I expect Rust support in the build system to land separately from any 
code that uses it: https://bugzilla.mozilla.org/show_bug.cgi?id=oxidation



But this is a very high-level observation. I know others spent a lot of
time figuring out what to Rust-ify first and URL parsing was eventually
chosen. If you say it is the least risky part of Gecko to swap out, I trust
that assessment.


URL parsing will not necessarily be the first Rust component to land. 
There is also work going on on MP4 parsing 
(https://bugzilla.mozilla.org/show_bug.cgi?id=1161350), and we’ve 
discussed BMP decoding as a low-risk component.



On 05/05/15 21:55, Jonas Sicking wrote:

Will this affect our ability to make nsStandardURL thread-safe?


I don’t know of any thread safety issue in rust-url.
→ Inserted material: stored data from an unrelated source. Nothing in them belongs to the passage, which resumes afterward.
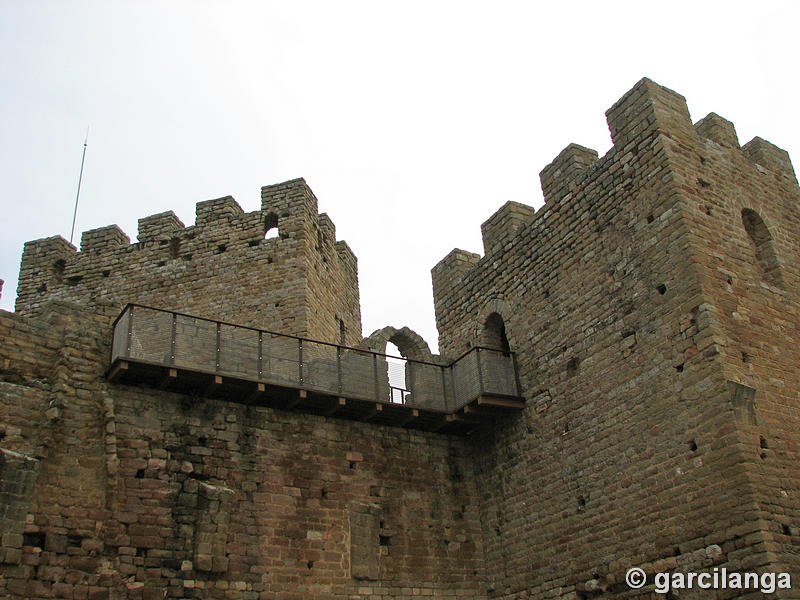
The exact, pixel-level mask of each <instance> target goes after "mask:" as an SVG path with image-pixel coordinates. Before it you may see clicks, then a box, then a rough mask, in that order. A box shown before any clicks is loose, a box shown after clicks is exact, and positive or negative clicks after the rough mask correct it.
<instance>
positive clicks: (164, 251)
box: [0, 79, 800, 600]
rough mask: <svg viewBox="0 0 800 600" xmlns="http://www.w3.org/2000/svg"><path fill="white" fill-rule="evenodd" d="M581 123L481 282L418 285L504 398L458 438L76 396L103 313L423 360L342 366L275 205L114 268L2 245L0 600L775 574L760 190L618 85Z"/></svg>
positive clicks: (789, 369)
mask: <svg viewBox="0 0 800 600" xmlns="http://www.w3.org/2000/svg"><path fill="white" fill-rule="evenodd" d="M607 118H608V122H609V127H610V130H611V134H612V139H613V142H614V146H613V148H612V149H611V150H610V151H609V152H608V153H607V154H606V155H605V156H603V157H598V155H597V153H596V152H594V151H593V150H590V149H587V148H583V147H581V146H578V145H575V144H571V145H570V146H568V147H567V148H566V149H565V150H564V151H563V152H562V153H561V154H559V156H558V157H557V158H556V159H555V160H554V161H553V163H552V164H550V165H548V166H547V167H546V168H545V169H544V170H543V171H542V173H541V179H542V188H543V190H544V194H545V199H546V204H545V206H543V207H542V208H541V209H539V210H538V211H535V210H534V209H532V208H531V207H528V206H525V205H523V204H519V203H513V202H510V203H507V204H506V205H504V206H503V207H501V208H500V210H498V211H497V212H496V213H495V214H494V215H493V216H492V217H490V218H489V219H488V220H487V221H486V223H484V224H483V226H482V232H483V237H484V256H479V255H477V254H473V253H470V252H465V251H463V250H454V251H453V252H451V253H450V254H449V255H448V256H447V257H446V258H444V259H443V260H442V261H441V262H440V263H439V264H438V265H436V266H435V267H434V269H433V273H432V274H433V288H434V300H435V308H436V319H437V326H438V328H439V334H440V339H439V343H440V348H441V353H442V357H441V358H440V359H441V360H442V361H445V362H447V361H448V360H452V359H454V358H456V357H458V356H460V355H461V354H463V353H464V352H465V351H466V350H468V349H469V348H471V347H474V346H490V347H495V348H499V349H504V348H506V346H507V348H508V349H510V350H512V351H514V352H515V353H516V357H517V363H518V370H519V379H520V385H521V388H522V394H523V396H524V398H525V400H526V407H525V409H524V410H523V411H522V413H521V414H520V413H515V414H511V415H508V416H504V417H498V418H496V419H495V421H494V422H493V424H492V425H491V426H490V427H488V428H486V429H484V430H482V431H480V432H477V433H476V434H474V435H472V436H470V437H466V438H462V437H456V436H451V435H447V434H441V433H426V432H417V431H410V430H407V429H405V428H403V427H386V426H377V425H374V424H369V423H365V422H356V421H345V420H340V419H335V418H329V417H325V416H318V415H311V414H302V413H298V412H290V411H285V410H278V409H271V408H267V407H264V406H255V405H248V404H247V403H241V402H240V400H241V399H240V398H236V399H235V400H237V402H232V400H234V399H233V398H227V397H225V396H222V395H217V396H216V397H198V396H195V395H191V394H176V393H170V392H167V391H163V390H159V389H157V388H146V387H142V386H138V385H121V384H115V383H110V382H109V381H107V380H106V379H105V377H104V374H105V370H106V368H107V367H108V364H109V351H110V348H109V346H110V342H111V339H110V338H111V327H110V319H111V318H113V317H115V316H116V315H117V314H118V312H119V310H120V308H121V307H122V305H124V304H125V303H127V302H130V301H136V302H141V303H143V304H149V305H154V306H156V307H160V308H166V309H171V310H176V311H180V312H184V313H194V314H199V315H201V316H208V317H211V318H221V319H225V320H228V321H231V322H233V323H239V324H243V325H251V326H256V327H261V328H265V329H269V330H276V331H280V332H284V333H293V334H297V335H305V336H308V337H312V338H317V339H322V340H325V341H330V342H340V341H341V340H342V336H344V338H345V339H344V341H345V342H346V343H347V344H348V345H353V346H355V345H356V344H359V343H361V344H363V345H364V347H373V346H374V347H377V348H379V349H380V347H381V345H384V346H385V343H386V340H388V339H392V340H394V339H397V341H398V342H401V341H402V343H398V347H400V348H401V351H404V352H406V353H407V354H410V353H411V348H412V347H413V348H415V349H416V351H418V352H420V353H421V354H425V350H426V349H425V348H424V347H423V346H424V343H419V341H418V343H417V344H416V346H415V345H414V344H411V343H410V341H409V340H410V338H411V337H413V336H410V335H409V334H408V333H404V334H403V335H401V333H402V332H399V331H397V330H394V329H392V328H386V329H385V330H379V331H377V332H376V333H375V334H373V336H371V337H370V338H368V339H367V340H361V326H360V316H359V311H360V309H359V305H358V287H357V272H356V261H355V257H354V256H353V254H352V252H350V250H349V249H348V248H347V246H346V244H344V243H343V242H337V241H336V235H335V230H334V228H333V224H332V223H331V222H330V220H329V219H328V218H327V217H326V216H325V215H318V214H317V204H316V199H314V197H313V194H312V193H311V191H310V190H309V189H308V187H307V186H306V185H305V183H304V182H302V180H296V181H291V182H287V183H284V184H279V185H275V186H268V187H265V188H263V189H262V209H261V210H260V211H256V212H254V213H243V211H242V210H241V209H240V208H239V207H238V205H237V204H236V203H235V202H234V201H233V200H232V199H230V198H223V199H220V200H214V201H209V202H206V203H200V204H199V205H198V209H197V222H196V224H195V225H194V226H192V227H184V226H183V225H182V224H181V223H180V222H179V221H178V220H177V219H176V218H175V217H174V215H172V214H171V213H164V214H161V215H154V216H152V217H148V218H146V219H142V220H141V221H140V224H139V242H138V243H136V244H130V243H129V242H128V240H127V237H126V236H125V235H124V234H123V233H122V232H121V231H119V230H118V229H116V228H114V227H111V228H104V229H101V230H95V231H93V232H87V233H85V234H84V237H83V239H82V244H81V251H80V252H76V251H75V249H74V248H72V247H70V246H69V245H68V244H67V243H66V242H65V241H64V240H61V239H60V238H49V239H47V240H39V241H36V242H31V243H29V244H27V245H26V249H25V254H24V256H23V261H22V269H21V274H20V284H19V285H20V287H19V297H18V299H17V310H18V312H17V313H5V312H0V339H2V340H3V343H2V344H0V500H2V502H3V506H4V509H3V512H2V514H0V527H2V530H0V540H1V541H2V545H0V596H3V597H9V598H13V599H18V598H19V599H21V598H29V599H39V598H75V599H78V598H80V599H86V598H91V599H92V600H101V599H106V598H108V599H128V598H130V599H139V598H142V599H146V600H151V599H156V598H159V599H161V598H165V597H166V598H231V599H246V600H255V599H259V600H261V599H268V598H281V599H285V598H337V599H338V598H347V599H348V600H356V599H359V598H363V599H366V598H412V597H436V598H439V597H445V598H446V597H451V598H481V599H488V598H502V599H504V600H511V599H513V600H521V599H522V598H539V599H545V598H565V599H571V600H591V599H595V598H600V597H601V596H602V597H619V598H629V597H634V596H640V594H641V593H644V594H650V595H653V594H652V586H650V587H647V588H645V590H644V592H637V591H633V590H631V589H630V588H628V586H627V585H626V584H625V580H624V577H625V573H626V570H627V569H628V568H629V567H633V566H638V567H642V568H643V569H645V571H646V572H647V573H648V575H649V576H651V577H652V575H653V574H654V573H656V572H662V571H678V572H687V571H698V570H701V569H711V568H714V567H718V568H723V567H724V568H727V569H728V570H729V571H752V570H762V571H763V570H768V571H772V572H778V571H788V572H790V573H792V574H794V575H795V577H796V574H797V573H798V572H800V562H798V554H797V544H798V541H799V540H800V499H799V496H798V495H799V494H800V489H799V488H800V484H798V482H800V471H798V467H797V464H798V458H800V457H798V447H799V446H798V444H800V436H799V435H798V433H797V432H798V431H800V423H798V421H799V420H800V416H799V415H800V413H798V405H797V402H798V388H799V387H800V386H799V385H798V384H800V381H798V377H799V376H798V369H797V365H798V364H800V356H798V353H800V350H798V348H800V345H799V344H800V315H799V314H798V313H799V312H800V306H799V305H798V298H797V289H798V287H797V286H798V279H800V272H799V271H798V266H797V265H798V258H800V257H798V248H800V244H798V242H800V240H799V239H798V236H799V235H800V233H799V232H800V226H799V225H800V202H799V201H800V191H798V187H797V180H796V178H795V175H794V172H793V170H792V166H791V163H790V162H789V159H788V156H787V155H786V153H785V152H783V151H782V150H780V149H778V148H776V147H774V146H772V145H771V144H769V143H768V142H765V141H763V140H760V139H758V138H756V139H755V140H753V141H752V142H750V143H748V144H746V145H744V146H742V147H740V146H739V144H738V140H737V139H736V135H735V131H734V129H733V126H732V125H731V124H730V123H729V122H727V121H725V120H724V119H722V118H721V117H718V116H717V115H714V114H712V115H709V116H708V117H706V118H705V119H703V120H701V121H699V122H698V123H697V124H694V125H693V124H692V122H691V120H690V118H689V114H688V110H687V108H686V104H685V101H684V99H683V98H682V97H681V96H679V95H678V94H676V93H674V92H672V91H670V90H667V89H666V88H663V87H661V86H658V85H656V84H654V83H653V82H651V81H649V80H646V79H645V80H642V81H641V82H639V83H638V84H637V85H636V86H635V87H634V88H633V89H632V90H631V91H630V92H628V93H627V94H626V95H625V96H624V97H623V98H622V99H621V100H620V101H619V102H618V103H616V104H615V105H614V106H613V107H612V108H611V109H610V110H609V111H608V113H607ZM276 225H277V228H278V230H279V232H280V236H279V237H278V238H273V239H265V237H264V233H265V230H266V229H269V228H274V227H275V226H276ZM411 333H413V332H411ZM404 344H405V345H404ZM403 348H406V350H403ZM427 352H428V353H429V351H427ZM437 359H438V358H437ZM793 583H794V584H795V589H794V590H789V591H786V590H780V591H778V592H777V593H776V594H775V595H774V597H776V598H793V597H797V592H796V590H797V583H798V582H797V581H795V582H793ZM709 593H711V592H709ZM703 595H705V593H704V594H703ZM737 595H742V594H739V593H736V592H731V591H729V592H723V593H720V594H718V595H717V596H716V597H733V596H737ZM657 597H659V598H660V597H662V596H657ZM687 597H695V596H692V595H691V594H689V595H688V596H687ZM697 597H699V596H697Z"/></svg>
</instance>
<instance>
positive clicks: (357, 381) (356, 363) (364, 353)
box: [342, 350, 388, 400]
mask: <svg viewBox="0 0 800 600" xmlns="http://www.w3.org/2000/svg"><path fill="white" fill-rule="evenodd" d="M376 362H381V361H375V360H374V359H373V355H372V354H371V353H367V352H363V353H362V352H359V351H357V350H344V351H343V352H342V394H343V395H344V396H347V397H348V398H359V399H361V400H378V396H377V395H376V385H375V363H376ZM384 364H386V363H385V362H384ZM387 385H388V384H387ZM381 398H383V396H381Z"/></svg>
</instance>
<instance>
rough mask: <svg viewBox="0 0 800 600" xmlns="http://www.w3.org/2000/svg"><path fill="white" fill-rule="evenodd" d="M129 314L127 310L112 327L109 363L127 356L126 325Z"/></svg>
mask: <svg viewBox="0 0 800 600" xmlns="http://www.w3.org/2000/svg"><path fill="white" fill-rule="evenodd" d="M130 319H131V312H130V309H127V310H126V311H124V312H123V313H122V315H121V316H120V318H119V319H118V320H117V324H116V325H115V326H114V340H113V342H112V344H111V362H114V361H115V360H117V359H118V358H123V357H125V356H127V355H128V324H129V323H130Z"/></svg>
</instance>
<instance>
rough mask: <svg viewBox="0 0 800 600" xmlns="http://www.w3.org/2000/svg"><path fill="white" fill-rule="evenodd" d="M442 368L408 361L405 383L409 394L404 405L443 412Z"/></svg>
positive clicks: (422, 363)
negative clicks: (440, 410)
mask: <svg viewBox="0 0 800 600" xmlns="http://www.w3.org/2000/svg"><path fill="white" fill-rule="evenodd" d="M442 371H443V367H440V366H438V365H432V364H428V363H419V362H414V361H409V362H408V363H407V367H406V381H407V382H408V385H409V390H410V394H409V395H408V397H407V398H406V403H407V404H409V405H410V406H415V407H418V408H428V409H433V410H445V409H446V408H447V407H446V402H445V394H444V388H443V383H442Z"/></svg>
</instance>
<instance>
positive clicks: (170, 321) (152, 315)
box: [130, 306, 172, 364]
mask: <svg viewBox="0 0 800 600" xmlns="http://www.w3.org/2000/svg"><path fill="white" fill-rule="evenodd" d="M130 315H131V318H132V319H133V329H132V332H131V333H132V335H131V354H130V358H135V359H138V360H143V361H147V362H153V363H161V364H169V363H170V358H171V354H172V314H171V313H168V312H161V311H157V310H153V309H150V308H144V307H138V306H137V307H135V309H134V310H133V311H132V312H131V313H130Z"/></svg>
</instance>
It’s only doing 
string manipulation.



On 06/05/15 04:07, Boris Zbarsky wrote:

Note that performance has been a recurring problem in our current URI
code.  It's a bit (10%) slower than Chrome's, but about 2x slower than
Safari's, and shows up a good bit in profiles.


I haven’t looked into rust-url’s performance at all. This means two 
things: it’s probably not great right now, but it can probably be improved.


For example, the Url struct currently contains a vector of strings for 
the path and a some more strings for other URL components. Each 
(non-empty) string is a memory allocation. It would probably be more 
efficient to have a single string with some indices delimiting the 
components.



Some of this may be due to XPCOM strings, of course, and the fact
that there's a lot of back-and-forth between UTF-16 and UTF-8
involved, but some is just the way the URI parsers work.


rust-url uses the String type from the Rust standard library, which is 
based on UTF-8.


If conversions to/from UTF-16 turn out to take significant time I could 
imagine making the parsing code generic over the string representation.